“Got an email from my ex employer @unacademy today saying our exercise window has been changed from 10 years to 30 days forcing us to cough up a huge amount to pay taxes or forfeit our vested esops. @gauravmunjal this is an awful thing to do. Makes the startup industry look bad,” the user posted.
He tagged CEO Gaurav Munjal in his post. There was no immediate comment from Munjal.
The company’s latest valuation stands at approximately Rs 2,650 crore, based on a formal merchant banker assessment. Despite this, the email warned that equity shares in a private limited company are illiquid and carry risks, including no guaranteed payout during a liquidation event, as preference shareholders hold superior rights.
Unacademy started as a YouTube channel in 2010. It launched an app in 2015.
Employee Stock Option Plans (ESOP) is a widely adopted methodology used by modern startups during their initial stages.
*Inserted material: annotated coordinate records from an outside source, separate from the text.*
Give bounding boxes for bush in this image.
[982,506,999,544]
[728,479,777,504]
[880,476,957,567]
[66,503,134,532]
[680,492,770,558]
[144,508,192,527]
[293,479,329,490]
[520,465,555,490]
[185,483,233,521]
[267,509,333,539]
It plays an important role in attracting and retaining talent for startups.
Once the employee has fulfilled the conditions or the relevant time period has elapsed, these employee stock options are vested. At this time, the employee can opt to buy them, and they are often offered lower than market price (exercise price).
ESOPs are taxed at two stages in the hands of the employee: at the time of exercise as a perquisite (salary income), and at the time of sale as a capital gain.